In 'Manx Crosses,' Plate X, p. III, is figured a cross patee, within a band or double circle, and on the band the word 'Blagkiman ' in Anglian runes. Also in 'Manx Crosses,' Plate LXVI, facing p. 218, is figured a fragment of a cross patee, with the word 'Blakgman ' in Anglian runes. Both crosses are at Maughold. Mr. Kermode considers 'Blagkiman ' and 'Blakgman ' the same word, and a proper name. The runes are similar, he says, to those on the 7th century Bewcastle Cross, Cumberland, and to those on the Leasowe Stone, Wirral, Cheshire.
The name of Ida, founder of Bamborough, and the first King Northumbria, whose name looms clear in Anglian history, is our first landmark for this note on `Blagkiman' or 'Blakgman.'
King Ida ruled Bernicia, on the northern part of Northumbria, prior to A.D. 56o, and was succeeded by his sons, who reigned in turn. His fourth son, Ethelric, or Eadric, began to reign in 585, and after a while grasped the sovereignty of Deira, or southern Northumbria, in the year 587, thus dominating the whole of Northumbria. He died in 592, leaving several sons, the greatest of whom was Ethelfrith, who reigned from 592 to 617; and also a son 'Bleacman,' who was not prominent by his individual exploits.
But 'Bleacman,' as a prince of the royal race of Ida, maintained the position of his own branch of the family, as a family of rank with pretensions to succession, for in the fifth generation, his branch, in the person of his great-great-grandson, succeeded to the throne of Northumbria.
'Bleacman ' was born probably circa 580, and, as the younger brother of the heroic and fierce Ethelfrith, no doubt took part in the wars waged by the Angles against the Scots under Aedan of Argyle, ending in their crushing and final defeat near Carlisle (603) ; and probably also in the conquest of Lancashire and Cheshire, and the defeat of the Britons or Welsh at Chester (613). .

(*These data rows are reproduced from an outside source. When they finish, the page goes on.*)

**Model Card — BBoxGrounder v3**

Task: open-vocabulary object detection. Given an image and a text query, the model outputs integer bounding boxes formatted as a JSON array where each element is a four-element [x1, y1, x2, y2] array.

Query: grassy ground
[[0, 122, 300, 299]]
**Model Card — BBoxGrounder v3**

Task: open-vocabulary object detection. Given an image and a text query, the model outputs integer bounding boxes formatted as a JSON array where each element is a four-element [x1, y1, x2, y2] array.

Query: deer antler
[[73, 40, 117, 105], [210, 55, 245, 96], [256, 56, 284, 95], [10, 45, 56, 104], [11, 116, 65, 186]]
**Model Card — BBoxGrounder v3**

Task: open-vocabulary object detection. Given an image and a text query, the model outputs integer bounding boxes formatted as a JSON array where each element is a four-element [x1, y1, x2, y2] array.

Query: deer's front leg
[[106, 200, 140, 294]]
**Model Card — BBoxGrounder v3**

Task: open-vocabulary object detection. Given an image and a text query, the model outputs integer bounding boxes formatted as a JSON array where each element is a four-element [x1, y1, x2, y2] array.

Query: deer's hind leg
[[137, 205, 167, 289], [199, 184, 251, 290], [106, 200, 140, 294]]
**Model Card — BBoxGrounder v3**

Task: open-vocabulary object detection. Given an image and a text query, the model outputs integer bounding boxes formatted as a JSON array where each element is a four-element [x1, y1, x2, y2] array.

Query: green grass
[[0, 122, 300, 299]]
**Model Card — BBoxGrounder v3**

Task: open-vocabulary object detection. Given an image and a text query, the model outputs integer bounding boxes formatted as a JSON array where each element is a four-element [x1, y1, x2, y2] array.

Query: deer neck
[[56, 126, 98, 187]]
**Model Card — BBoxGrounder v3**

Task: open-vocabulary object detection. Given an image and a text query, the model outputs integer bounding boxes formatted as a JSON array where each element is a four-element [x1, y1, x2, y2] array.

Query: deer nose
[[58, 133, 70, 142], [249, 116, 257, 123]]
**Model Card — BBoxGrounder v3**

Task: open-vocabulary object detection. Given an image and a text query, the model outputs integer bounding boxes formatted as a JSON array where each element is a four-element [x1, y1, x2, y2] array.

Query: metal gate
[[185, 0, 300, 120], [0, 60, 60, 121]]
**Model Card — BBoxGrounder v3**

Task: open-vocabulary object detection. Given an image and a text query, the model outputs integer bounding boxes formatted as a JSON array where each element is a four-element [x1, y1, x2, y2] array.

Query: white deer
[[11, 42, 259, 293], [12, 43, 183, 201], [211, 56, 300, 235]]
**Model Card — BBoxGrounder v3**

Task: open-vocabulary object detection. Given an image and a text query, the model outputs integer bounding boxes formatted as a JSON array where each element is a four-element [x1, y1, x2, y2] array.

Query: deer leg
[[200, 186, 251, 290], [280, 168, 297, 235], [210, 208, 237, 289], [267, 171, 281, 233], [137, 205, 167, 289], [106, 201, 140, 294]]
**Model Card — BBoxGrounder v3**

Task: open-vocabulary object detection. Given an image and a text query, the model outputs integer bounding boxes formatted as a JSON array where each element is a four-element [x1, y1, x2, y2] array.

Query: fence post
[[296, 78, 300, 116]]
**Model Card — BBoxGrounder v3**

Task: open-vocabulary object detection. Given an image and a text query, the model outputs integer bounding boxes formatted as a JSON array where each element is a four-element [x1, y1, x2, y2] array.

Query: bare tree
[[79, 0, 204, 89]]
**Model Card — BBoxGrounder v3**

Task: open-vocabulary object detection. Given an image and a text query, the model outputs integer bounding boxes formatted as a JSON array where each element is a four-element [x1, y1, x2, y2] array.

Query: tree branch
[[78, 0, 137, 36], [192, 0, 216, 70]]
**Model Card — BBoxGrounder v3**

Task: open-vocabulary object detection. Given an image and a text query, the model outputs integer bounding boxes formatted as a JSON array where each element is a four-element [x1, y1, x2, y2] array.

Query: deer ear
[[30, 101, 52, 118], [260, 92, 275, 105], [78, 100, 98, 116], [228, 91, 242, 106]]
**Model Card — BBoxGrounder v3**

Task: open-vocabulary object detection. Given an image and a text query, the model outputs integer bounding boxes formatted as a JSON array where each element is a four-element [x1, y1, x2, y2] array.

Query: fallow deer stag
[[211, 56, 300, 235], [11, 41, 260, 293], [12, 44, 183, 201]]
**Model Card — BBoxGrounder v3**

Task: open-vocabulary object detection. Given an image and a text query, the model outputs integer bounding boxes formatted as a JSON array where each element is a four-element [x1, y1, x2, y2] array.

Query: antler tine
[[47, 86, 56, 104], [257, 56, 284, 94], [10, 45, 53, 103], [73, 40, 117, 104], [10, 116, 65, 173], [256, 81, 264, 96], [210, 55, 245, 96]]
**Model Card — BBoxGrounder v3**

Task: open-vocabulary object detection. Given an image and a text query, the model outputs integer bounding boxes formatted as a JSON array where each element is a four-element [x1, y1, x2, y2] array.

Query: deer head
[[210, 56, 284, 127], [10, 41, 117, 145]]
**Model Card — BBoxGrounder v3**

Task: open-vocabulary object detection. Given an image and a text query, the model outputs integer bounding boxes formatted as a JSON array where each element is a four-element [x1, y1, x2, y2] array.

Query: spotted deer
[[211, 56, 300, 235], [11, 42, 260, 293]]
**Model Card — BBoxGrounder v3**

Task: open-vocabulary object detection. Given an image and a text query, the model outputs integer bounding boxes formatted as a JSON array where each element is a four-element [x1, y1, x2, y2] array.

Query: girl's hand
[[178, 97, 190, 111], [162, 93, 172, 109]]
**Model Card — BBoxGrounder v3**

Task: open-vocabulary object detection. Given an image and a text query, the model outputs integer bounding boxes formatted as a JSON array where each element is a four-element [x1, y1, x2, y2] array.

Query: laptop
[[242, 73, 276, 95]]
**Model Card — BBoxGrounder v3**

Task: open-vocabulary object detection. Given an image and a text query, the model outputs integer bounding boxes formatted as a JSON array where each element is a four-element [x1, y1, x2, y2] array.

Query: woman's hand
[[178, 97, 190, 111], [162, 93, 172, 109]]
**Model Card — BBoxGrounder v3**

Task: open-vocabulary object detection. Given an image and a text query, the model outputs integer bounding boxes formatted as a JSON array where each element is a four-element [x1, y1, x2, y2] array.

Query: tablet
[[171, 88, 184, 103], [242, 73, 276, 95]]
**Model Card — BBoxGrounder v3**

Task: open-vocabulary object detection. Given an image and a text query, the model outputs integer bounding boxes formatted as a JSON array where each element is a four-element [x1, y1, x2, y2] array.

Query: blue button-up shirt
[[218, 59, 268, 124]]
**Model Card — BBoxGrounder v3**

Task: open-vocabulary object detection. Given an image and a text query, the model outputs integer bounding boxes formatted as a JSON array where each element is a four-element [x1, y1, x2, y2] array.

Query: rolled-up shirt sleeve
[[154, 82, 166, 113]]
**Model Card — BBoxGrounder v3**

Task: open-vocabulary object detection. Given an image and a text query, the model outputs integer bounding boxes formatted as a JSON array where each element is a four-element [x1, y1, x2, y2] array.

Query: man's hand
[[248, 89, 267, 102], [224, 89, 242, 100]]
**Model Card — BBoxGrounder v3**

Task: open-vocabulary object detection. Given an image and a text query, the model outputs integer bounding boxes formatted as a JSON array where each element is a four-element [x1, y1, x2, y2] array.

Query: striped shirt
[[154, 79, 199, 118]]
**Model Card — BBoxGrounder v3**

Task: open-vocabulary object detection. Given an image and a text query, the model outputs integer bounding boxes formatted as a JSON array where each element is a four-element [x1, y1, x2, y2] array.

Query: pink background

On the death of Ethelfrith, the sovereignty passed from the family of Ida to the family of Ella of Deira. Edwin, son of Ella, the first Christian King of Northumbria, reigned for sixteen years, and conquered Man and Anglesey, which remained afterwards outlying parts of the Anglian Kingdom of Northumbria. After the fall of Edwin (633), the family of Ida recovered the sovereignty of Bernicia, that is, all the Northern and Western parts of Northumbria-in the persons of Oswald (633-42) Oswy (642-70), Egfrid (670-85), Alfrid (685-89), etc.
That is to say, Oswald and Oswy were the nephews of 'Bleacman' ; Egfrid and Alfrid, his grand-nephews; and it is to be noted that the Bewcastle Crosses are usually ascribed to the reign of Alfrid (685-705), viz., in the time of Brynhom, grandson of 'Bleacman.'
The succession of 'Bleacman's ' family stands thus in Florence of Worcester's Chronicle:-'A.D. 765-774, Alhred, King of Northumbria, son of , son of Brynhom, son of Bosa, son of Bleacman, son of Eadric, son of Ida.'
We may take the lifetime of 'Bleacman' to extend conjecturally from 580-640, during fifteen or sixteen years of which period the Ida dynasty were in exile, during Edwin's reign.

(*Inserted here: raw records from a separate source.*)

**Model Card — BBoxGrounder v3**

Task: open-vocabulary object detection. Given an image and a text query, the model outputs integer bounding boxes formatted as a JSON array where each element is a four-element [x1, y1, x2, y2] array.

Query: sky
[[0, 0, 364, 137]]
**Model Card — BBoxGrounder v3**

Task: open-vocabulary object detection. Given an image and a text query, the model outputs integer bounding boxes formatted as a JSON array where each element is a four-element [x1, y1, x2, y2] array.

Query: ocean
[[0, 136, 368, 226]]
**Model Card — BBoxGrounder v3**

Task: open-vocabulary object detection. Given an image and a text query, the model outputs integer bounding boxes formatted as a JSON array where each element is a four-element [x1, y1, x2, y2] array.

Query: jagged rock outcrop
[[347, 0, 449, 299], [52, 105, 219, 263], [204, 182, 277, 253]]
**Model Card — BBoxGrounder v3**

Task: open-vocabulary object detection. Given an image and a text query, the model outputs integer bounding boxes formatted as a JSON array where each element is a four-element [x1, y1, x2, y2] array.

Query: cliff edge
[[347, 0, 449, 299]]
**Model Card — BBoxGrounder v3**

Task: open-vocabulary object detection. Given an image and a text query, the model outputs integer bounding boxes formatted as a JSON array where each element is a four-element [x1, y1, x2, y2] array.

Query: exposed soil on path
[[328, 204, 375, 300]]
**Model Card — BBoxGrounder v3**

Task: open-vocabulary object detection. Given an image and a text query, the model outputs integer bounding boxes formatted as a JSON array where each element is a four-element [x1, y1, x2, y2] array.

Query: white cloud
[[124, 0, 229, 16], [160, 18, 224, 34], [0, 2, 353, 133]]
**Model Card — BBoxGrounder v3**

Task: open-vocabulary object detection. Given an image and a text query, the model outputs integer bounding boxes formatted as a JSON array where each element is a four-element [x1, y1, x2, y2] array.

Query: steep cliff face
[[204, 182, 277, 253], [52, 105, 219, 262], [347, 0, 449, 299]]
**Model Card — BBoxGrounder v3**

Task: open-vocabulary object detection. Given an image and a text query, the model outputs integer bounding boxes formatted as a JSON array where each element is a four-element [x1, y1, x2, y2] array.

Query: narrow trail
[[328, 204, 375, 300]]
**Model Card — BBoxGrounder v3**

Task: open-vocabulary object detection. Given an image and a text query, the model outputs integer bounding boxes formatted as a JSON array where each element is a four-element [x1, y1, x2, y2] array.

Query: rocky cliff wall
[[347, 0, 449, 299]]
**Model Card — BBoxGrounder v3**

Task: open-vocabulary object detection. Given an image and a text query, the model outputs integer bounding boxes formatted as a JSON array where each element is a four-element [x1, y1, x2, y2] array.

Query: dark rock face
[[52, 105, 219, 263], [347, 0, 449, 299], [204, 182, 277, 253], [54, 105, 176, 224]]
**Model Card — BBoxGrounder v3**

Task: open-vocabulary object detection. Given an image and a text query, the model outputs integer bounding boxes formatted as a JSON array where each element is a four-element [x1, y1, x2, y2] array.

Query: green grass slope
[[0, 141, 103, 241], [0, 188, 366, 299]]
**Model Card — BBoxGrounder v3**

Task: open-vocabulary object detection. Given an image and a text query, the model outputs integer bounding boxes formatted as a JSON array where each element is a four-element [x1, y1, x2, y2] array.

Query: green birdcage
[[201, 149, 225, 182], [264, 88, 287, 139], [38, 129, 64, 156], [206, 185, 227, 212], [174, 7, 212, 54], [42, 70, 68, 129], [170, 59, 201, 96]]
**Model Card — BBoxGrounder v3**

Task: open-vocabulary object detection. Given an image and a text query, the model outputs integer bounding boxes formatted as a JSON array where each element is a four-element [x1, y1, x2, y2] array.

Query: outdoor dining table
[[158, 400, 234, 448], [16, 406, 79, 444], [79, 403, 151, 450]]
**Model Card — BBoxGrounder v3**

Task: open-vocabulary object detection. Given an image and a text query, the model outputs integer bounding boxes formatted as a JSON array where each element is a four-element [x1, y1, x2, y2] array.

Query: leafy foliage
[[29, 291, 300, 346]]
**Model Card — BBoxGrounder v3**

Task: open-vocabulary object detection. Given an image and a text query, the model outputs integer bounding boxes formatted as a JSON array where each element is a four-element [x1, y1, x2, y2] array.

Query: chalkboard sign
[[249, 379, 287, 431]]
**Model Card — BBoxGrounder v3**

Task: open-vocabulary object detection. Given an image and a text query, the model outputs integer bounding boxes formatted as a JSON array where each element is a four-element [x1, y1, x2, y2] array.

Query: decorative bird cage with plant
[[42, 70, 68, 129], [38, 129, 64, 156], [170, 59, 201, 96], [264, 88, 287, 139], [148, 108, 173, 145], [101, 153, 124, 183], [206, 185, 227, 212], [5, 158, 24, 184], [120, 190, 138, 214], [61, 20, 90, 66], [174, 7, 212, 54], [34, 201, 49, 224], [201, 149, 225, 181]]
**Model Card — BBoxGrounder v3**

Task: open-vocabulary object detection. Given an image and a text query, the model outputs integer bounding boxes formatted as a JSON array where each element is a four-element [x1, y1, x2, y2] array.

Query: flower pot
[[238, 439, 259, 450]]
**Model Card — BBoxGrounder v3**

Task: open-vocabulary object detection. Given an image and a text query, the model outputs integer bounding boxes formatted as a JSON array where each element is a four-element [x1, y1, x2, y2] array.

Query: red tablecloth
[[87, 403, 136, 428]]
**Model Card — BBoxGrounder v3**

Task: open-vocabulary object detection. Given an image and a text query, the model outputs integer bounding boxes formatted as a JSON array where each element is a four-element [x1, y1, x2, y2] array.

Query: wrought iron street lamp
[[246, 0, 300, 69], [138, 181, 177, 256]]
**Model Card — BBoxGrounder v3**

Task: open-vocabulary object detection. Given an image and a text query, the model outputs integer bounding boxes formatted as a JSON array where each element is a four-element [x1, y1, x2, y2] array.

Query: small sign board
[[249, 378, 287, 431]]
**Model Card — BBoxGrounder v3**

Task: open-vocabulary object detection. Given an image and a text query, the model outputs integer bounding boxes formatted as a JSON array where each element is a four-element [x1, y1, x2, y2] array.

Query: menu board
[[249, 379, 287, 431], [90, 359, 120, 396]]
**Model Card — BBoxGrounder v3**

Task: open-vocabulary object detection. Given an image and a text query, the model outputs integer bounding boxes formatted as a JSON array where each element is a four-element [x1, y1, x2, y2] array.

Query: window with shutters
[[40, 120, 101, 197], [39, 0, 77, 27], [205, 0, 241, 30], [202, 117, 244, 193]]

That members of this family may have taken refuge in the Isle of Man is more than possible. In their exile, Oswald and Oswy, Bleacman's nephews, visited Iona, and adopted the Christianity of the Columban community, afterwards to introduce it into Northumbria.
The great landmark date for Anglian footprints in Man is the Council of Drumceatt in Ulster, where the Scots were devising plans for stopping the Anglian advance into West Cumberland, Dumfriesshire, Galloway, and probably Man.
The King of Down and Aedan of Argyle carried an expedition to Man in 580, probably to drive the Angles out of the Island. After the crushing defeat of Aedan and the Scots at Carlisle in 603, the Scots attempted no further expedition.
The famous passage describing the conquest of Man and Anglesey by Edwin (617-633), was possibly to take it out of the hands of some chieftain of the family of Ida, even 'Bleacman ' himself possibly, for Edwin was the deadly foe of this rival Anglian family for the crown of the whole of Northumbria.
We have here, then, in possibility-indeed with no great improbability-an Anglian prince, 'Bleacman,' who, at that time, was one of a great family, ousted from Northumbria, but still maintaining their claims, and maintaining their status and class. 'Bleacman's ' nephews recovered the crown (633); and 'Bleacman's ' own great-great-grandson succeeded as above indicated in 765, or about 140 years later.
As a monumental cross, or crosses, such as those at Maughold, were erected at that time only to persons of distinction, and also as family names were really 'family ' names, it is not improbable that the two persons, 'Blagkiman ' and 'Blakgman,' who were Angles, were members of this family, and directly related to the 'Bleacman ' of the Chronicles relating to that period.